Lonely Planet Mexico writes of Queretaro: ‘the rather frantic outskirts with their busy freeways can give a misguided first impression.’ Spot on. After a tranquil, rural ride from San Miguel de Allende, the sprawling environs of a city of 3/4 million people brought home how un-cycle friendly urban environments can be. The draining experience of entering another medium sized place on a multi-lane freeway reinforced my wish to go the remaining 200km into Mexico City by bus. A cheating option, maybe, but it’s no fun cycling along freeways believe me.
Lonely Planet also says of Queretaro: ‘the city’s large, historic heart is characterised by charming pedestrian streets, stunning plazas and interesting churches.’ Spot on again. Once we had met our new couchsurfing host, Fernanda and pumped up to her house on our bikes which is high above the city, the nice part of Queretaro was revealed.
Fernanda showed us round on Sunday night, on the eve of Valentine’s Day. The city’s plazas were buzzing with street theatre, musicians, balloon sellers and even an orchestra with a throng of couples dancing cheek to cheek (all of them of a certain mature age). The dancing takes place every weekend and it was a truly heartwarming thing to watch. Call me a slushy romantic but it was one of my favourite scenes so far on our trip. Good, clean, innocent fun.
Every plaza in Queretaro has a different vibe – there is the Plaza de los Perritos (a fountain in the centre spews water from the mouths of statues of little dogs, hence the name) where the young-uns hang out, and other places for the oldies, the intellectuals, etc. Each one has a unique ambiance which was great to stroll around, even on a Sunday.
Fernanda was wonderful – showing us round, allowing us to hang our in her house while she went to work, treating us like old pals. She is a very interesting person, working for an environmental consultancy in Queretaro managing clean-up contracts for industrial clients. She studied in Europe and wrote a thesis on the ability of the urban poor to tap into global streams of finance such as the UN’s Clean Development Mechanism. Apparently there is a project in Bangladesh where trash pickers have been able to gain carbon credits in this way.

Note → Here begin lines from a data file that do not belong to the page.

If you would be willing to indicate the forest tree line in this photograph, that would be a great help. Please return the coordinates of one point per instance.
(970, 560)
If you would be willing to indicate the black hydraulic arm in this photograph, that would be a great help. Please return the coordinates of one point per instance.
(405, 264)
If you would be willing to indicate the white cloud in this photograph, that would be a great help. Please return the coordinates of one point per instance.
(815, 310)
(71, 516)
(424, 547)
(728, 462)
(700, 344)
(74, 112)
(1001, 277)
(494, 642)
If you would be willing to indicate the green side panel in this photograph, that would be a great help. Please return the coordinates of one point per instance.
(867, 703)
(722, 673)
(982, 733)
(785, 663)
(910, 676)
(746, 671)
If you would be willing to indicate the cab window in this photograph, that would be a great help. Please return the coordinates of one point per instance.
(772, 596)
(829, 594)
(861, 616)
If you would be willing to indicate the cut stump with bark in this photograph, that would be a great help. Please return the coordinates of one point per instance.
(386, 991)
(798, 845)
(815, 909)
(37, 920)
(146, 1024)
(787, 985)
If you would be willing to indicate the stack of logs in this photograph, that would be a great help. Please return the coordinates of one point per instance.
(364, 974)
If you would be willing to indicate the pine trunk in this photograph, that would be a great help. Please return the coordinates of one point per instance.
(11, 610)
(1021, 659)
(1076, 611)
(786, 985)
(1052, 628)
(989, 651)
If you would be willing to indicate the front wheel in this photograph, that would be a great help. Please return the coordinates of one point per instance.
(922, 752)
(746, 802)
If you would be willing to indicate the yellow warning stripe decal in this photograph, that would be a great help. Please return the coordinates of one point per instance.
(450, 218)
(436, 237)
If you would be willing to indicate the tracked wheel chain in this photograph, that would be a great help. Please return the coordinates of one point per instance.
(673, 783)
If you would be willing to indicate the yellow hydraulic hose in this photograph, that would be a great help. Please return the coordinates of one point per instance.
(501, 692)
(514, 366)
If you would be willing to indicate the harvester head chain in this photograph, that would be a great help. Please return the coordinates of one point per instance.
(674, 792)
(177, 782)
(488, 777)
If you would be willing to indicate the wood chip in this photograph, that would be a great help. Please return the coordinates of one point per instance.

She spent some time with an NGO in Peru with trash pickers and her experiences there, and her hopes for future work combining environmental and social goals kept us fascinated for hours.
In history, Queretaro played an important role as here disaffected criollos plotted to free Mexico from Spanish rule in the early 19th Century. Miguel Hidalgo was one of the conspirators who met in secret at the home of the district administrator at the invitation of his rebellious wife – Josefa Ortiz. When the conspiracy was discovered Josefa managed to get word out to Miguel Hidalgo who then issued his ‘Grita de la Independencia’ in Dolores.
In 1917 the Mexican constitution was drawn up in the city, and in 1929 the PRI was organised here – the party that was to dominate Mexican politics for the rest of the 20th Century (finally losing power to the PAN in 2000). Fernanda told us that she believes Mexican people are quite pragmatic about this period in their history, and that they are proud that the century following the Mexican Revolution (1910-20) has been a peaceful one. This is something that a lot of other countries in Central and South America cannot claim, having suffered from civil strife, military dictatorships and less democratic representation than Mexico’s one party rule under the PRI.
One of the most prominent features of Queretaro is its enormous aqueduct, consisting of 75 arches, each 20 metres wide with a total length of 1,280 metres, and average height of 23 metres. It was built between 1726 and 1738 at the request of some nuns to bring water to the residents of the city.